Disinvestment in DPSUS – need for more of it

The primary objective of the government in setting up public undertakings was the prosperity of the nation and not making profits.  Disengaging the capital locked up in these undertakings and redeploying it in developmental projects would pay better social and economic dividends in the long run. Therefore, there is a need for evolving a sector-specific policy for disinvestment in DPSUs, which aims at making them more efficient and responsive to the needs of the armed forces.

In February 2017, the government raised Rs 1,600 crore through disinvestment of 5 per cent of the paid-up equity capital out of its share of 74.41 per cent in Bharat Electronic Limited (BEL). The enthusiastic response from investors, both institutional and retail, saw the issue being oversubscribed by 260 per cent. The enthusiasm of the retail investor far exceeded the interest shown by the domestic and foreign investors.
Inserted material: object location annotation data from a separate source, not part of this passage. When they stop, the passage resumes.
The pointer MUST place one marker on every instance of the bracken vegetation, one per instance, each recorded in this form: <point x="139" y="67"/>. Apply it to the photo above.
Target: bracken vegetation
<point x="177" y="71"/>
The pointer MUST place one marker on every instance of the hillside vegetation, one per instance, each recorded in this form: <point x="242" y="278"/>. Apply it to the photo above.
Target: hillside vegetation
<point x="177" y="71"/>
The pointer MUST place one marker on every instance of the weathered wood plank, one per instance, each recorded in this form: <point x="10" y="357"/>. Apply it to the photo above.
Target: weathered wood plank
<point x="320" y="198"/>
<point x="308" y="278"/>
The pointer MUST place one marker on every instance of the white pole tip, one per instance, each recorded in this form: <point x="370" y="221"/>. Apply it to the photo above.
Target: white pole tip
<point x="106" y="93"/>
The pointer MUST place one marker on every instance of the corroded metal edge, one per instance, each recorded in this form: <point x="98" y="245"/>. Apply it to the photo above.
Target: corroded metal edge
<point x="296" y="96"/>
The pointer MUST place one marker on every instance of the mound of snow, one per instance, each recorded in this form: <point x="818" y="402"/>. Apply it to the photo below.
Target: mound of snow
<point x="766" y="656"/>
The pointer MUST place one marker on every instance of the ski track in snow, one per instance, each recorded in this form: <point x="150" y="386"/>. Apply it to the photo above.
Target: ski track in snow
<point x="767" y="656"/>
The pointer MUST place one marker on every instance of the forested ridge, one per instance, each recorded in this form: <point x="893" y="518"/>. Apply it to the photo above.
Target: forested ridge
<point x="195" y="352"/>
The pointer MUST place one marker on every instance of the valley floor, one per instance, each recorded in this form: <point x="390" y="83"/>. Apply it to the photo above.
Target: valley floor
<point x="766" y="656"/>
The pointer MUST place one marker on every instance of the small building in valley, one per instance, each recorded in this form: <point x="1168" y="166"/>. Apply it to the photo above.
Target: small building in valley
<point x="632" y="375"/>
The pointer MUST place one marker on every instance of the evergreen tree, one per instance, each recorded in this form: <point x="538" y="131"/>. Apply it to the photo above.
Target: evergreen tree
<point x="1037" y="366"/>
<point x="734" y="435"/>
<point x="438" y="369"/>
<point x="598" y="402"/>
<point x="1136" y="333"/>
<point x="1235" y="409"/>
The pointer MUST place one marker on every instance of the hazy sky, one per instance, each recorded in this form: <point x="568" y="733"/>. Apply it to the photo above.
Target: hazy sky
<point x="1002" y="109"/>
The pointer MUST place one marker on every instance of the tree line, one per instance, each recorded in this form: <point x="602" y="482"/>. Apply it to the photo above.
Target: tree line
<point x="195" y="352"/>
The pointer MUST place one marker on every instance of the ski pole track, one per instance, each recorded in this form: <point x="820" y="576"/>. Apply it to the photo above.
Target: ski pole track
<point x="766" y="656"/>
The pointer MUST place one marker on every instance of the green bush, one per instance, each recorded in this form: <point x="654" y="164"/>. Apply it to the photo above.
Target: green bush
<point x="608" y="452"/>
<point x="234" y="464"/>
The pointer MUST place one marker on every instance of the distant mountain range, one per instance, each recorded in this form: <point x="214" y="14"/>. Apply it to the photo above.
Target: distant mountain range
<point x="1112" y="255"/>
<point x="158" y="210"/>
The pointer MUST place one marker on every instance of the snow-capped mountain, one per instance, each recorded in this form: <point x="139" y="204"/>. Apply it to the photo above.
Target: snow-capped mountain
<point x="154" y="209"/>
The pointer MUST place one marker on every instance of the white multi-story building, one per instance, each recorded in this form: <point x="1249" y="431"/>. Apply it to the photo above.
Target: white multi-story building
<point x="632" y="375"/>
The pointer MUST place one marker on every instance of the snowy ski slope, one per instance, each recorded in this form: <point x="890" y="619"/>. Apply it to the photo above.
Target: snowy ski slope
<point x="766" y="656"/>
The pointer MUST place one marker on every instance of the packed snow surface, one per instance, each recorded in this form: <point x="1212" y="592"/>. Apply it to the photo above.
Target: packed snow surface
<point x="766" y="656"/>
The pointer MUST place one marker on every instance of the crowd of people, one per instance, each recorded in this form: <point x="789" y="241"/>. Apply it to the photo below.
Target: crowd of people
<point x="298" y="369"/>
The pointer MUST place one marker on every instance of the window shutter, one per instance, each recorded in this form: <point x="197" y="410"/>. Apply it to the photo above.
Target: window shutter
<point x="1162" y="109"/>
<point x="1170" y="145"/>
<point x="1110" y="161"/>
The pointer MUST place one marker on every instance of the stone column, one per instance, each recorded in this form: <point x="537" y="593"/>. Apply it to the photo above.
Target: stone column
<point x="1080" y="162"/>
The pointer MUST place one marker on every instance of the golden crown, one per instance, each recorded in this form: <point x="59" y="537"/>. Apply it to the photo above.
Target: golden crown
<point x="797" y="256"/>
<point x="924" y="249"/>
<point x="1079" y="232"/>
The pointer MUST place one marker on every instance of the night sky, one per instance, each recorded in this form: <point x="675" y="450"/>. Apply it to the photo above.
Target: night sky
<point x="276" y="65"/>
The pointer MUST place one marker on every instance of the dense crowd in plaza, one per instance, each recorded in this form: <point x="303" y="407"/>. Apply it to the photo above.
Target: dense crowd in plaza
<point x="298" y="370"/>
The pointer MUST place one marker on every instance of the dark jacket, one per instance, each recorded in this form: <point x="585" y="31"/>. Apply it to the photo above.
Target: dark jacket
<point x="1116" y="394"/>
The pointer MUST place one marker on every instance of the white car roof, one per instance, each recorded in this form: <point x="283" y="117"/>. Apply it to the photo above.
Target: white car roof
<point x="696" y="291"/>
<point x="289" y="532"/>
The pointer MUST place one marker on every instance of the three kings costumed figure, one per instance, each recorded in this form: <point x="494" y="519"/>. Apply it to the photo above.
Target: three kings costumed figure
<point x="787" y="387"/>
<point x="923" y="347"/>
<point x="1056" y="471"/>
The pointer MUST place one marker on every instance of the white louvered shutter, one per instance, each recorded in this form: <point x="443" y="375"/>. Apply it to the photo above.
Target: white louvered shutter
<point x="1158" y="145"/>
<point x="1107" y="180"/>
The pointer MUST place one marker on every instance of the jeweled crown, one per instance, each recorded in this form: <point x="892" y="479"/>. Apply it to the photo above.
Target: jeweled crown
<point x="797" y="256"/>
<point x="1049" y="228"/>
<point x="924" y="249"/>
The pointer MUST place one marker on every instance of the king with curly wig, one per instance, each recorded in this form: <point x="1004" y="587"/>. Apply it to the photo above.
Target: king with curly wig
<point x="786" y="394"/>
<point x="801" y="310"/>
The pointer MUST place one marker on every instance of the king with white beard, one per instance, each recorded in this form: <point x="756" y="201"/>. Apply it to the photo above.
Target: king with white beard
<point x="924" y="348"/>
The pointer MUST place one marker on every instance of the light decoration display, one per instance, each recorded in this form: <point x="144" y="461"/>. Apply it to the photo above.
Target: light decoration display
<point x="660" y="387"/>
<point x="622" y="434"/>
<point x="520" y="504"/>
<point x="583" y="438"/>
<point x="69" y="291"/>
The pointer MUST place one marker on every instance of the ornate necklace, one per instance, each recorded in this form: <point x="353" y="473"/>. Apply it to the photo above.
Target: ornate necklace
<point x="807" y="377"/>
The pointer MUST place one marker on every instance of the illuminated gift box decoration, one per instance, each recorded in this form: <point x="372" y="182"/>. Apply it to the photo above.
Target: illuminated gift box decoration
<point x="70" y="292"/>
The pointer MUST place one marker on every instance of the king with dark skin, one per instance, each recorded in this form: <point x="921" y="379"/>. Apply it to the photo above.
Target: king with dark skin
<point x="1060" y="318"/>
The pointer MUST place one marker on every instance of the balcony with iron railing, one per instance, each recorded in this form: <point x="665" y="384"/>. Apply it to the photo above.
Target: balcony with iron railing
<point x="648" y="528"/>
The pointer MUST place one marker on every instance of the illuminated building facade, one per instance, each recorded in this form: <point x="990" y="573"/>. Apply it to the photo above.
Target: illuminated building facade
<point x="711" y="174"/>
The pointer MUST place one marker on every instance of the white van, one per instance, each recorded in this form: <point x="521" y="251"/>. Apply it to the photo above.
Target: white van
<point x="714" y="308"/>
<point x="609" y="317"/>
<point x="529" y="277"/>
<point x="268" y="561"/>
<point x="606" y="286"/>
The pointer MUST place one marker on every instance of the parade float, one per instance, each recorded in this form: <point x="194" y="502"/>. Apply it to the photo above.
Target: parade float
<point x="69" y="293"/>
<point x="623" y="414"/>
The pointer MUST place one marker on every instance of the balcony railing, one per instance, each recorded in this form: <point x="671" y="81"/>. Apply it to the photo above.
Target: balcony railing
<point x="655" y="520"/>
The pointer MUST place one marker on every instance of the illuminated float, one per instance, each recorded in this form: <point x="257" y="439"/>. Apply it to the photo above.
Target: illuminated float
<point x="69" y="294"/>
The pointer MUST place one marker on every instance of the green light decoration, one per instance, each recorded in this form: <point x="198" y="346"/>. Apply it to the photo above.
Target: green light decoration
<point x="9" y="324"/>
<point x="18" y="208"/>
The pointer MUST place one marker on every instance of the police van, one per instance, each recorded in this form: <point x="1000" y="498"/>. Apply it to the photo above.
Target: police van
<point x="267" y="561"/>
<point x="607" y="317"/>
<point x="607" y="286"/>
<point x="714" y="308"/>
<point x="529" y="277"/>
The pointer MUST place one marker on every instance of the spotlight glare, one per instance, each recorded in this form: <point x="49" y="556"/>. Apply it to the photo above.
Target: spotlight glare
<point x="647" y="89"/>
            BEL, a Navratna company is involved in manufacturing of radars and weapon systems, sonars, communication and electronic warfare systems, electro-optics and tank electronics. In the non-defence sector, its product range includes recently-much-in-the-news electronic voting machines, tablet PCs, integrated circuits, hybrid microcircuits, semiconductor devices and solar cells. The company is second only to Hindustan Aeronautics Limited (HAL) among all the DPSU in terms of profit earned since 2012-13. It is a close second to Goa Shipyard Limited (GSL) in terms of the value of exports. In 2015-16, it also exceeded the annual production target. These achievements are probably because BEL has consistently been the highest spender on R&D, even surpassing HAL. During 2016-17, it had spent 10.41 per cent of the total value of production on R&D till December 2016, which is more than the expenditure incurred by all other DPSUs, barring HAL which had spent 7.73 per cent.